How can LLMs generate diverse human-like agents for better cooperation?
Learning to Cooperate with Humans using Generative Agents
This paper introduces GAMMA (Generative Agent Modeling for Multi-agent Adaptation), a new method for training AI agents that can cooperate effectively with humans in tasks requiring coordination. Instead of training agents solely on human data (which is limited) or solely against other AI agents (which can lead to non-human-like strategies), GAMMA trains a generative model to learn a diverse range of partner strategies from both human and simulated data. This generative model then creates a variety of synthetic partners to train a more robust and adaptable "Cooperator" agent. Experiments in a cooperative cooking game show that GAMMA-trained agents perform significantly better with real human partners than agents trained with existing methods.
Key points relevant to LLM-based multi-agent systems:
- Generative Models for Partner Diversity: The core idea of using a generative model to create a wide range of partner behaviors is directly applicable to LLM agents. LLMs could be trained to generate diverse dialogue or action sequences for other agents to train against, enabling robustness to different interaction styles.

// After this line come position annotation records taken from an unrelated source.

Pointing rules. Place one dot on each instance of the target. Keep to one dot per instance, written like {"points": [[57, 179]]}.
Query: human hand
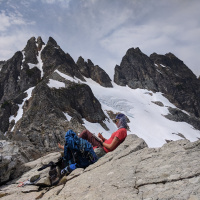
{"points": [[60, 146], [100, 136]]}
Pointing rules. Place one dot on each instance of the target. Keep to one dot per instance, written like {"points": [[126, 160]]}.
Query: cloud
{"points": [[11, 19], [104, 30], [64, 3]]}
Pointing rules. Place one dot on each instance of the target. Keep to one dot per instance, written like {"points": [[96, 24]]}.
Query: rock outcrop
{"points": [[89, 70], [132, 171], [160, 73], [25, 87]]}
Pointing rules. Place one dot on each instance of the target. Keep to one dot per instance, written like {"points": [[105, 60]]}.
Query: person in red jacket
{"points": [[114, 141]]}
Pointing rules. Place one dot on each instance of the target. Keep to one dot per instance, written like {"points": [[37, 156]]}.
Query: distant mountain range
{"points": [[44, 92]]}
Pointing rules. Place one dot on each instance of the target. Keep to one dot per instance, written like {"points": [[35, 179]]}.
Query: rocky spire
{"points": [[89, 70]]}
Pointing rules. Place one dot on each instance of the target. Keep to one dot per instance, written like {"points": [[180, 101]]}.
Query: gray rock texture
{"points": [[43, 119], [160, 73], [132, 171], [89, 70]]}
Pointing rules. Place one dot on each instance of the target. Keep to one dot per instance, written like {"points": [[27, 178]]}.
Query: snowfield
{"points": [[146, 118]]}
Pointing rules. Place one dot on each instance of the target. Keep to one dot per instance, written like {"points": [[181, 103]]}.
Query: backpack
{"points": [[78, 151]]}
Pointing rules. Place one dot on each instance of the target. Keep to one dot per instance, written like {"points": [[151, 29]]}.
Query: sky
{"points": [[103, 30]]}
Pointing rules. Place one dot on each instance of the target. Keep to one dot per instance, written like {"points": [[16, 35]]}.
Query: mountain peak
{"points": [[52, 42]]}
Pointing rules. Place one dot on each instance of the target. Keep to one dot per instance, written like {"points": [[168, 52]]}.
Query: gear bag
{"points": [[78, 151]]}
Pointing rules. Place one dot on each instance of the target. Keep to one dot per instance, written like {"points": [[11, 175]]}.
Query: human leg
{"points": [[87, 135]]}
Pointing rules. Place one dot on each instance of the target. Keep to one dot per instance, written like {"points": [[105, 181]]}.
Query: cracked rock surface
{"points": [[132, 171]]}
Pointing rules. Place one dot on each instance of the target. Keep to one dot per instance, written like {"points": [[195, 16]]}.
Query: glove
{"points": [[68, 169]]}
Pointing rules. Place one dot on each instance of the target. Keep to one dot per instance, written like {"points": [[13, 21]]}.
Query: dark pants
{"points": [[90, 138]]}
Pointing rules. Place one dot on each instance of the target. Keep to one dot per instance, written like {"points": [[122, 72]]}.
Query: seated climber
{"points": [[106, 145], [114, 141]]}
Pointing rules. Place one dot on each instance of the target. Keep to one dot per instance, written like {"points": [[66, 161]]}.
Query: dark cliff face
{"points": [[89, 70], [44, 118], [160, 73]]}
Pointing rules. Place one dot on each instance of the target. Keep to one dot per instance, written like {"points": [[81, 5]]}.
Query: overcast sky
{"points": [[103, 30]]}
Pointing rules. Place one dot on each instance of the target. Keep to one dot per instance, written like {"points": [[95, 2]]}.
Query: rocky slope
{"points": [[132, 171], [43, 93], [163, 73]]}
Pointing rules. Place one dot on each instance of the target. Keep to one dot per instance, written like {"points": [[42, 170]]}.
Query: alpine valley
{"points": [[44, 93]]}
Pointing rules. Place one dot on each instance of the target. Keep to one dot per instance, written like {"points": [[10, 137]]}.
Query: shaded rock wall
{"points": [[160, 73]]}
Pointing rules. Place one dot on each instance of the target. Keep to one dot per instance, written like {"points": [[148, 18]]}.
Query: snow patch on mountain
{"points": [[146, 118], [20, 110], [55, 84]]}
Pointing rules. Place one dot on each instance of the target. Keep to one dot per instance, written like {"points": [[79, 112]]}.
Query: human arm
{"points": [[61, 146], [113, 145], [101, 137]]}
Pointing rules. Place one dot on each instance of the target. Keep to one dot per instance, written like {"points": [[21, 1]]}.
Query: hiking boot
{"points": [[34, 178]]}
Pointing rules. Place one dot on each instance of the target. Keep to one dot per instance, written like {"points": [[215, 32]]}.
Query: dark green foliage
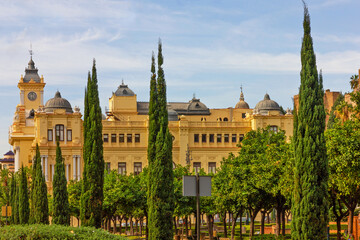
{"points": [[61, 202], [332, 115], [24, 209], [93, 174], [54, 232], [310, 201], [39, 195], [14, 199], [161, 187]]}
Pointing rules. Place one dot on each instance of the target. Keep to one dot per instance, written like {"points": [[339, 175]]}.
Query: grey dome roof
{"points": [[266, 105], [242, 104], [58, 103], [31, 72], [124, 90]]}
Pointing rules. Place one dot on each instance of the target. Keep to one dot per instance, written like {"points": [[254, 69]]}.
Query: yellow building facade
{"points": [[202, 137]]}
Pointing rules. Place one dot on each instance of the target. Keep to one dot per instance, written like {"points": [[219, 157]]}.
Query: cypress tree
{"points": [[310, 207], [153, 130], [24, 210], [39, 195], [61, 211], [93, 174], [162, 188]]}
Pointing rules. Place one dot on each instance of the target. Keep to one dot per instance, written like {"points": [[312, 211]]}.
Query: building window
{"points": [[273, 128], [218, 138], [197, 166], [212, 167], [69, 135], [122, 168], [137, 168], [241, 137], [107, 167], [59, 130], [137, 137], [106, 137], [121, 138], [50, 134], [129, 138], [233, 138], [203, 138], [211, 138], [196, 137], [113, 137]]}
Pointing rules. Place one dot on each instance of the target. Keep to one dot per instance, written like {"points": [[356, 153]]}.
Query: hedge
{"points": [[53, 232]]}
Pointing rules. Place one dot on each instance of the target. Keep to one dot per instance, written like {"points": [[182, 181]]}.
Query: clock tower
{"points": [[22, 130]]}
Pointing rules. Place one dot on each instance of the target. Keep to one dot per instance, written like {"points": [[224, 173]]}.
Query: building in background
{"points": [[202, 137]]}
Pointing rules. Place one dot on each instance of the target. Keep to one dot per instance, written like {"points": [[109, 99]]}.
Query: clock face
{"points": [[32, 96]]}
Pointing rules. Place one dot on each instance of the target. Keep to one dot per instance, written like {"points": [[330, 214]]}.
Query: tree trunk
{"points": [[262, 229], [283, 221], [210, 226], [224, 223]]}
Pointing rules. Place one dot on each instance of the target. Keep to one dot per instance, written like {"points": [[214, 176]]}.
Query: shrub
{"points": [[54, 232]]}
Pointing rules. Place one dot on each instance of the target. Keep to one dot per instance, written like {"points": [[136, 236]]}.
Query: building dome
{"points": [[124, 90], [266, 105], [58, 103], [242, 104]]}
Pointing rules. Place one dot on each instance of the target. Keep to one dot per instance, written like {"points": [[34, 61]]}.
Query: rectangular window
{"points": [[59, 130], [121, 138], [137, 168], [129, 138], [203, 137], [241, 137], [226, 137], [113, 137], [211, 138], [69, 135], [212, 167], [50, 135], [197, 166], [107, 167], [106, 137], [122, 168], [137, 137], [233, 138], [196, 137]]}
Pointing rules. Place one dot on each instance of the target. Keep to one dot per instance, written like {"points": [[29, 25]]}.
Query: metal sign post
{"points": [[197, 186]]}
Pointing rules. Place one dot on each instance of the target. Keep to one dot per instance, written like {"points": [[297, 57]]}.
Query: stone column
{"points": [[17, 158], [78, 162]]}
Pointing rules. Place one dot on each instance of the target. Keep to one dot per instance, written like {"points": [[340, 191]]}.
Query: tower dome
{"points": [[266, 105], [242, 104], [124, 90], [58, 103]]}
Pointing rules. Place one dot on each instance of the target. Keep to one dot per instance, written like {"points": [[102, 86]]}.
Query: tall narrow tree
{"points": [[24, 210], [61, 213], [310, 206], [39, 195], [162, 187], [153, 130], [93, 174]]}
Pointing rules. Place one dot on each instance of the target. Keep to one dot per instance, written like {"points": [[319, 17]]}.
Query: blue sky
{"points": [[210, 48]]}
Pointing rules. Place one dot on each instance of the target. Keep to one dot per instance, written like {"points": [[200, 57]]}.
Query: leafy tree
{"points": [[310, 202], [24, 209], [93, 174], [61, 202], [343, 148], [161, 183]]}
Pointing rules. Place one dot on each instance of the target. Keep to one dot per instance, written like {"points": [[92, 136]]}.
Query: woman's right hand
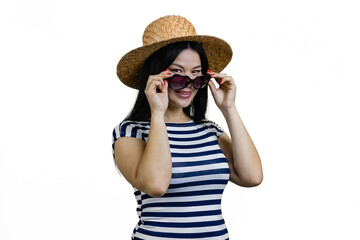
{"points": [[158, 101]]}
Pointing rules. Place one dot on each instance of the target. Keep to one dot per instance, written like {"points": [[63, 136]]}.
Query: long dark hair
{"points": [[158, 62]]}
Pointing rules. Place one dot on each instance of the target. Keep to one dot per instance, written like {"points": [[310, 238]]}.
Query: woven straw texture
{"points": [[167, 30]]}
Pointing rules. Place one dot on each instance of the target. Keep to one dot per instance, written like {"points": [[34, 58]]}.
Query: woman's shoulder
{"points": [[130, 128]]}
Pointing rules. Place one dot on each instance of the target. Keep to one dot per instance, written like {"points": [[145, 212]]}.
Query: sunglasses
{"points": [[177, 81]]}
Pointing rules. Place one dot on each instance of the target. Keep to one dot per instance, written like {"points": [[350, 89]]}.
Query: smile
{"points": [[183, 94]]}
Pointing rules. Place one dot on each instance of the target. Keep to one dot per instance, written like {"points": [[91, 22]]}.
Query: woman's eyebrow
{"points": [[177, 65], [180, 66]]}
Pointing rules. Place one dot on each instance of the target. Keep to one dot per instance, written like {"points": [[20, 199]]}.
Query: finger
{"points": [[212, 87], [165, 74], [154, 82], [165, 87]]}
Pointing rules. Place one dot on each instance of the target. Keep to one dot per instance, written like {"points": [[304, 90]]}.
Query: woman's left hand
{"points": [[225, 94]]}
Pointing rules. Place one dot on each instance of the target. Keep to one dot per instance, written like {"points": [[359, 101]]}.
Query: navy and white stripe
{"points": [[191, 207]]}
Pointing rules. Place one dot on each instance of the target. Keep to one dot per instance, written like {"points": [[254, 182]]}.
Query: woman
{"points": [[178, 161]]}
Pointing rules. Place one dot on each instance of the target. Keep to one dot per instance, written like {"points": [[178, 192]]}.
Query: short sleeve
{"points": [[213, 127], [128, 129]]}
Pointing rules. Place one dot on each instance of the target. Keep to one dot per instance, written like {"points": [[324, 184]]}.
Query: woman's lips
{"points": [[183, 94]]}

- Human-Adaptive Sampling: The paper's method for biasing the generative model towards human data is crucial for LLM-based systems. Even with limited human interaction data, this technique can guide the generation of more human-like partners for training.

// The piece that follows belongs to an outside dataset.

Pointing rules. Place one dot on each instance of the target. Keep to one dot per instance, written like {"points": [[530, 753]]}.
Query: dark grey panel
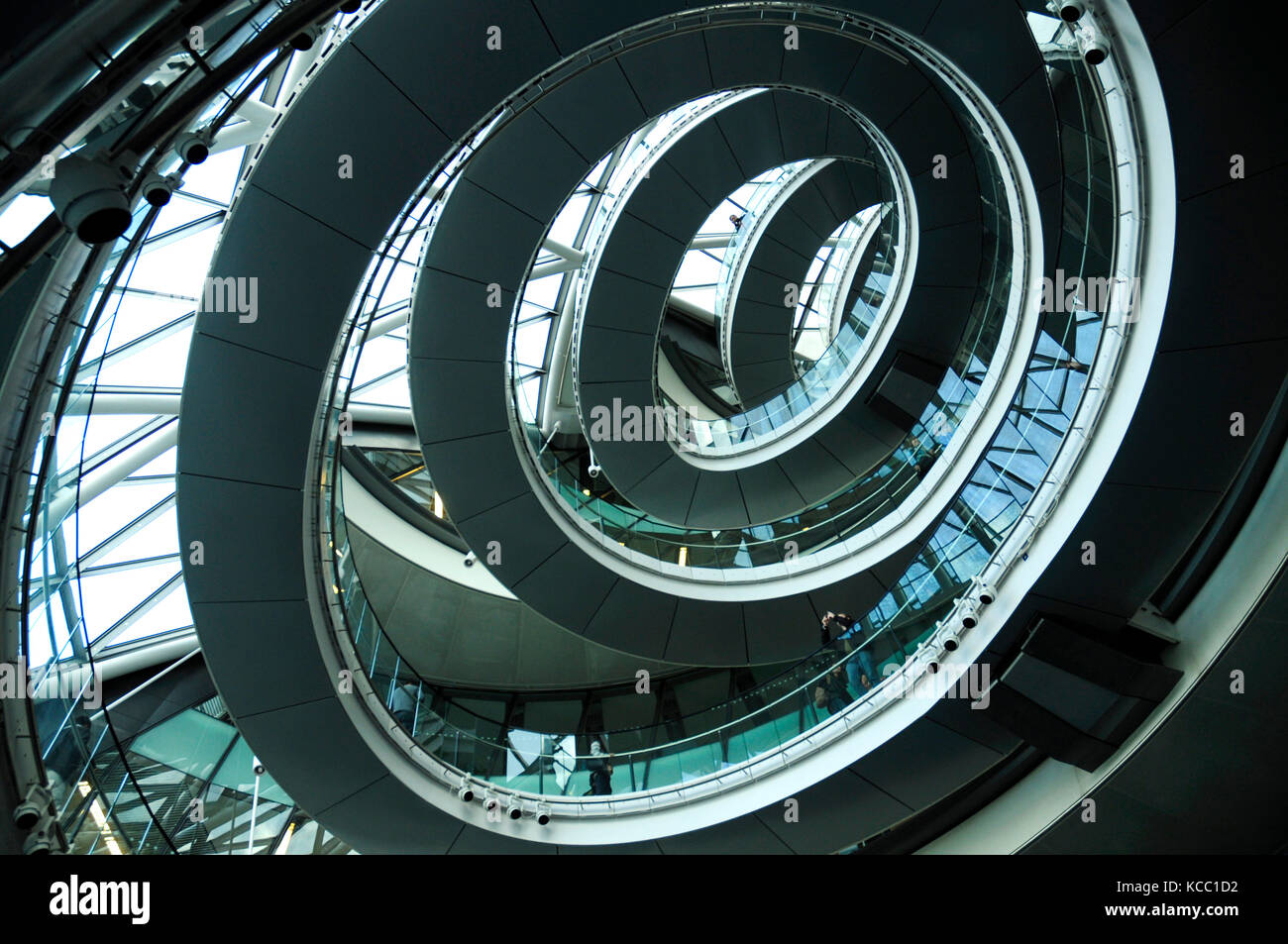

- Focus on Adaptability: GAMMA's emphasis on training adaptable agents is highly relevant to LLM applications. The ability to infer a partner's "latent variable" (representing their strategy or style) and adapt accordingly is key for building effective multi-agent LLM systems. This suggests potential uses of techniques like reinforcement learning from human feedback (RLHF) in multi-agent LLM training.
- Challenges of Data Diversity: The paper highlights the "garbage in, garbage out" problem: if the training data is not sufficiently diverse, even a powerful generative model might produce limited or non-representative partners. This is a crucial consideration for LLM-based agents, where the diversity and quality of training data are paramount.